In sum, open data improves transparency, making it easier to see the exercise of power and to discuss and evaluate the use of that power. Further, it democratises the knowledge on which global policy arguments are constructed. Open data allows anyone in the digital space the opportunity to construct robust policy ideas and strengthen their arguments in global deliberation. Online enthusiasts are also proving skilled at visualising data such that even a weak grasp of data-handling or statistics does not prevent people from analysing such information. Eventually, open data and the tools to use it will enable inspired individuals or networked groups of globally-minded citizens to build their own constructive solutions (‘open solutions’) to global governance problems.

5.5. Summary

This section has shown that the democratisation of global governance institutions, as with global democracy as a whole, is most rapidly developing in terms of freer information, which in this case improves non-electoral accountability most obviously through increased transparency. The democratisation of knowledge and of access to global policy makers, through open data and social media will create a more direct and participatory system. In the long term, innovations in digital collaboration may render certain institutions resistant, particularly those that are too bureaucratic to react to change or those whose principals, member states or shareholders, would lose from democratisation.114 In the meantime, however, these institutions hold the budgets and much of the knowledge necessary to scale-up better solutions for management of global affairs. Democratising the institutions through digital means is an important first development of a global digital democracy.

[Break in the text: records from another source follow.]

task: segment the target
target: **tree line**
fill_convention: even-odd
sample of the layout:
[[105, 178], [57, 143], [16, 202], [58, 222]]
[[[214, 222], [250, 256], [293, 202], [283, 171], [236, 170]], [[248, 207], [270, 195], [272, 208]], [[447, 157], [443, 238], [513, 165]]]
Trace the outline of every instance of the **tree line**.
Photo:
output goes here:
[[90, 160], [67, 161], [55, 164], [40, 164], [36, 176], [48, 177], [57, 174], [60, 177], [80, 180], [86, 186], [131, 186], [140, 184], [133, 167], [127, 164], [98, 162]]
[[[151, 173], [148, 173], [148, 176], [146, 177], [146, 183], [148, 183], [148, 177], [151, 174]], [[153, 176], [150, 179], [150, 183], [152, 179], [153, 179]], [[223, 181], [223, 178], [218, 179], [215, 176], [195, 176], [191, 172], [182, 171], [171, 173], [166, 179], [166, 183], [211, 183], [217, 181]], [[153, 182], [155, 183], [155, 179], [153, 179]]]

This paper has thus far presented an optimistic view of the potential of digital communications technology to lead to global democracy. The next section considers the limits of these arguments.

112 See www.opencorporates.org 113 Shadbolt, n.d.. The apparel company, Nike, have experimented with open data (Turoczy, 2011).114 Keohane and Nye, 2002, suggest that a lack of transparency in international organisations is politically efficacious for member states (p. 221).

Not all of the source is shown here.